Así pues, se encontraría en la lujosa zona de Indian Creek, donde Isabel ya se ha instalado más de una vez en el pasado para disfrutar de planes privados con esa familia que tiene más lejos. Allí reside su hijo Enrique Iglesias, junto a la extenista Anna Kournikova, su pareja, y sus hijos Nicholas, Lucy y Mary. También Chábeli y su esposo Christian Altaba, con su hija pequeña Sofía, mientras que el mayor, Alejandro, está afincado en Londres que es donde estudia. Además, el portal antes citado también refiere que "es casi seguro que este agosto vuelva a aceptar la propuesta" de los Amusátegui y vuelva a aparecer por Marbella. Ese enclave del sur que seguro le trae todo tipo de recuerdos. Dulces y amargos.

El recuerdo de sus veranos en Marbella antes de estar soltera

Porque aunque todo lo que ha vivido la 'celebrity' en el lugar predilecto de los famosos españoles para el estío, hacer memoria también puede jugar alguna mala pasada. No precisamente por recordar aquellos tiempos en los que se instalaba junto a toda la estirpe en un chalet año tras año. No hace falta echar la vista tan atrás, porque hace cosa de unos pocos años también establecía allí su retiro. Con Mario Vargas Llosa, cuando todavía presumían de ser una pareja feliz e incluso se planteaba la posibilidad de un cuarto matrimonio. 
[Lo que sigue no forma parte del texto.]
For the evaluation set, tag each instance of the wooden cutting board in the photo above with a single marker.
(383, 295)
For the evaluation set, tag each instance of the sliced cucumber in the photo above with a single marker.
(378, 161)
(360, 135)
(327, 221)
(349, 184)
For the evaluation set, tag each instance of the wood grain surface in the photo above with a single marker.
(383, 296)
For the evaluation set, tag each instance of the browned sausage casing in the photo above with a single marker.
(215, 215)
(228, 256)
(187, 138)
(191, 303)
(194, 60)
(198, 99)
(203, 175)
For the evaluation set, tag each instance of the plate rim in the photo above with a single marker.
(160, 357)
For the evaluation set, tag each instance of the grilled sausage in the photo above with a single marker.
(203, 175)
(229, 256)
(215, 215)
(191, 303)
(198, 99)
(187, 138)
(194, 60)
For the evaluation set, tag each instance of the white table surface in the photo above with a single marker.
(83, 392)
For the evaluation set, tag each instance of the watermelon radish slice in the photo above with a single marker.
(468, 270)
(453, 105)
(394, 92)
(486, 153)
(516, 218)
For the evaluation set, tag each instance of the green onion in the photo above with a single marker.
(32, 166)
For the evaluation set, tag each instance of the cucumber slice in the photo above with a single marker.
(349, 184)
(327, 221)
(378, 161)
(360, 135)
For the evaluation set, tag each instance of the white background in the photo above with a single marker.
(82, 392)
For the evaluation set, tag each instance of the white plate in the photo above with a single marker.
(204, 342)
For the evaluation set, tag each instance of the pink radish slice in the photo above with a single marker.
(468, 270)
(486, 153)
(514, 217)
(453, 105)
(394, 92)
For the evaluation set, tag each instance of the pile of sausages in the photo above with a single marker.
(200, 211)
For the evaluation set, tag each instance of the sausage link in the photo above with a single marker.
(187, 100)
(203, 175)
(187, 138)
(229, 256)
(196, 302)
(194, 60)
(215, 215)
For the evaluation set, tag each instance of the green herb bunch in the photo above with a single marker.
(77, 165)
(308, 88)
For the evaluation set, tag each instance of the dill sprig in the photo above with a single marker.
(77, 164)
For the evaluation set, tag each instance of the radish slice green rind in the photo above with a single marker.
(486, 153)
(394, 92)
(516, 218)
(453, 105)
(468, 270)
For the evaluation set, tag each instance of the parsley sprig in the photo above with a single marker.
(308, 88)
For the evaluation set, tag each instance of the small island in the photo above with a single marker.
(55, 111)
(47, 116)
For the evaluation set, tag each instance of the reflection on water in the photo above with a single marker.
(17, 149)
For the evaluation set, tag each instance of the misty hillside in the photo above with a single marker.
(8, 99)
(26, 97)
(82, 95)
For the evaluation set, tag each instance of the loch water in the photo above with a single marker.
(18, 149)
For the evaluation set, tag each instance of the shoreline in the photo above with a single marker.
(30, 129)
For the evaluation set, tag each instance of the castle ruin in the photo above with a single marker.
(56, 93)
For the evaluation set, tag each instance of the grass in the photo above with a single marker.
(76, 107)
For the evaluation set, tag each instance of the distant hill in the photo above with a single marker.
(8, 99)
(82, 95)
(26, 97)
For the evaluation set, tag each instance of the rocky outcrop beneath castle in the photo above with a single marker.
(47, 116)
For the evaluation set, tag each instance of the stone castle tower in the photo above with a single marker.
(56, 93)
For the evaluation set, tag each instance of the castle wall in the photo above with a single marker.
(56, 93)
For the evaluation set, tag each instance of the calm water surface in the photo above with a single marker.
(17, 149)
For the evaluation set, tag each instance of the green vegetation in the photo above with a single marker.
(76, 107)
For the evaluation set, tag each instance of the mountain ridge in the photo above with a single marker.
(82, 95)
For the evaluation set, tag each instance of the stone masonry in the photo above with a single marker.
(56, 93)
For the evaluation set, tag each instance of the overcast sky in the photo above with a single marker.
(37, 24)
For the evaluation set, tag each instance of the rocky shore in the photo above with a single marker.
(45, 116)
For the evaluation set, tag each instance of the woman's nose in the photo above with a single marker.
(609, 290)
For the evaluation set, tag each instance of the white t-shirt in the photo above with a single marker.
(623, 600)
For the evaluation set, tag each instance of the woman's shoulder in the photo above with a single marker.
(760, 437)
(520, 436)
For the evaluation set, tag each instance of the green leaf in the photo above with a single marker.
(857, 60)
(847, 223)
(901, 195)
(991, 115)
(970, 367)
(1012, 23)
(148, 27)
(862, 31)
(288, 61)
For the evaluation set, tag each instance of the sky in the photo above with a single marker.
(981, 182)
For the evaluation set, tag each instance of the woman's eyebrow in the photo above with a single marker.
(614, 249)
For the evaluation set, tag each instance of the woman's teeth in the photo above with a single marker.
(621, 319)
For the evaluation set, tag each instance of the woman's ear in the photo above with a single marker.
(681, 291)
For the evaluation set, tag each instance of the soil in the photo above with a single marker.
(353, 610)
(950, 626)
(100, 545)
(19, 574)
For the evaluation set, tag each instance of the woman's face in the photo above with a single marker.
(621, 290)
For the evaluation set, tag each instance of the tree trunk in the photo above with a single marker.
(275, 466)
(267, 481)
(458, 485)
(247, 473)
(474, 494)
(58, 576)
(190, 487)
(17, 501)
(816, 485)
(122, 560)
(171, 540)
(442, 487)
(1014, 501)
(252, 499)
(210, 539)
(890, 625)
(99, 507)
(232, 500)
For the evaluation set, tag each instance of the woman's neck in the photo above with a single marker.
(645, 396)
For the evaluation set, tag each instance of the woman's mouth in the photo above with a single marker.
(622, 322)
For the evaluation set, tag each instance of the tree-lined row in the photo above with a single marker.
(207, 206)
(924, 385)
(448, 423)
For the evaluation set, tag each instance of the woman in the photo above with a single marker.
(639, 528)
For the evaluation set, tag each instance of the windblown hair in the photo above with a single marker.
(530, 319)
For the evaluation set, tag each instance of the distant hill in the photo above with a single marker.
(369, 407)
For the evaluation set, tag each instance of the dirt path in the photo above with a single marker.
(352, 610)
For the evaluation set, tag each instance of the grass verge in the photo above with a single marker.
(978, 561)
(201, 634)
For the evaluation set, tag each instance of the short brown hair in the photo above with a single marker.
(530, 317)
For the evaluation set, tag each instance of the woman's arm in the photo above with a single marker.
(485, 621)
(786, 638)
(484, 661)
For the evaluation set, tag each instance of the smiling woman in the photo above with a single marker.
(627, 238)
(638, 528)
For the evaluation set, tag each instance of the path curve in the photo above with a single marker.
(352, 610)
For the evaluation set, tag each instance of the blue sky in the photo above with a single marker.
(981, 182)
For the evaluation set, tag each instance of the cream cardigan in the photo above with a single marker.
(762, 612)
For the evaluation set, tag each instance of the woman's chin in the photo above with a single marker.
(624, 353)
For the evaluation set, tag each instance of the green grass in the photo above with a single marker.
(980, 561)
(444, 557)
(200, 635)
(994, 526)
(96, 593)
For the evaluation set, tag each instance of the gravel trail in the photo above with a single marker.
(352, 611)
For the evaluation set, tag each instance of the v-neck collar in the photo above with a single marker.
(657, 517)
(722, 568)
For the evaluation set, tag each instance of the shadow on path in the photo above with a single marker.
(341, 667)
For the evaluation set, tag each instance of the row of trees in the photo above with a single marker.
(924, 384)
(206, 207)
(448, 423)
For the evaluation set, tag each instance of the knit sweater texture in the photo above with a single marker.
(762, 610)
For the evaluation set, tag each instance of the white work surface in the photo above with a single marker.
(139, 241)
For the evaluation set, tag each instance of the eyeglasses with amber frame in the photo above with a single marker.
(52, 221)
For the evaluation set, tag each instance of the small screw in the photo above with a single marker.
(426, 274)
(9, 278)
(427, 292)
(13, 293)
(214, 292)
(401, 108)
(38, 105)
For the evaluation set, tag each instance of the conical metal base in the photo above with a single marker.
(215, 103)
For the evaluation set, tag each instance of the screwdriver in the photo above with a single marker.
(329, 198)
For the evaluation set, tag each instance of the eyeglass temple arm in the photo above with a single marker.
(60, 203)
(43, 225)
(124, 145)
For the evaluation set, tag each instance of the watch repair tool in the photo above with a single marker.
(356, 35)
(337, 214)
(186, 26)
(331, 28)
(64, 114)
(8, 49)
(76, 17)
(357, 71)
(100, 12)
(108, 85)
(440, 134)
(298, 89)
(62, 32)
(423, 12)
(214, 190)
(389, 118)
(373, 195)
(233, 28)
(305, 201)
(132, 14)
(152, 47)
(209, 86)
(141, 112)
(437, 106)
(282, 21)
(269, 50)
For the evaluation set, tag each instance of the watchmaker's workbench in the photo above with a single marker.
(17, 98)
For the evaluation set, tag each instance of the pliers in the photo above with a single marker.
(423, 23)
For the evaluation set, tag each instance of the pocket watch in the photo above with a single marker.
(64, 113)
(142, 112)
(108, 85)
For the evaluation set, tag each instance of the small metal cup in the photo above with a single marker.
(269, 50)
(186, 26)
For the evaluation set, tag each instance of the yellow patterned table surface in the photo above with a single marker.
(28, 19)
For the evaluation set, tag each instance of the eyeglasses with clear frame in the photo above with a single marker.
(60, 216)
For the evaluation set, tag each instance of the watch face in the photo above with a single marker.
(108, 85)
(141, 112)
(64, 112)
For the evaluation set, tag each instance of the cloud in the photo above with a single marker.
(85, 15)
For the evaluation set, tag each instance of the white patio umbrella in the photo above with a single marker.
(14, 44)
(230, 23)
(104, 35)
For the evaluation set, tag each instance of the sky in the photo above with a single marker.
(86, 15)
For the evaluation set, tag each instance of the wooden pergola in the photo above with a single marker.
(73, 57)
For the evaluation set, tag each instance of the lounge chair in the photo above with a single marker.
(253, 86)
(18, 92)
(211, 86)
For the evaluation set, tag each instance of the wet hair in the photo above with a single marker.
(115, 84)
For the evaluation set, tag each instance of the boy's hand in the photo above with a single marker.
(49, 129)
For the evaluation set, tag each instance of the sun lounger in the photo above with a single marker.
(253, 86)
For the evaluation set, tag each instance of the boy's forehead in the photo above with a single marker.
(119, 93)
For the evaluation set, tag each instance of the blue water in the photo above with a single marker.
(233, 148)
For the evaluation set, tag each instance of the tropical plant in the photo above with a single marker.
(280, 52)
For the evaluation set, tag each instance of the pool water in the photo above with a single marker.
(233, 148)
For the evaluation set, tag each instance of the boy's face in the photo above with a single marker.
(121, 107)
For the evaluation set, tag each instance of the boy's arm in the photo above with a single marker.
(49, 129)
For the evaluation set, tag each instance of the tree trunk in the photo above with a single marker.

Isabel Preysler y Vargas Llosa en Marbella
GTRES

Cada año, el Nobel cumplía con su visita a la prestigiosa clínica Buchinger para hacer un ayuno terapéutico, y ella se unía al plan, aunque para someterse a tratamientos de belleza y estética.  Es cuando menos sorprendente ver que el escritor ha roto este año la tradición. Un hábito que mantenía desde la década de los 80, pero que justo en el año en el que su estado de salud se habría resentido parece haber llegado a su fin. Cosa de cerrar ciclos. Como el de aquellas estampas de los tortolitos paseando su amor por la Costa del Sol que quedan para el archivo de la crónica rosa.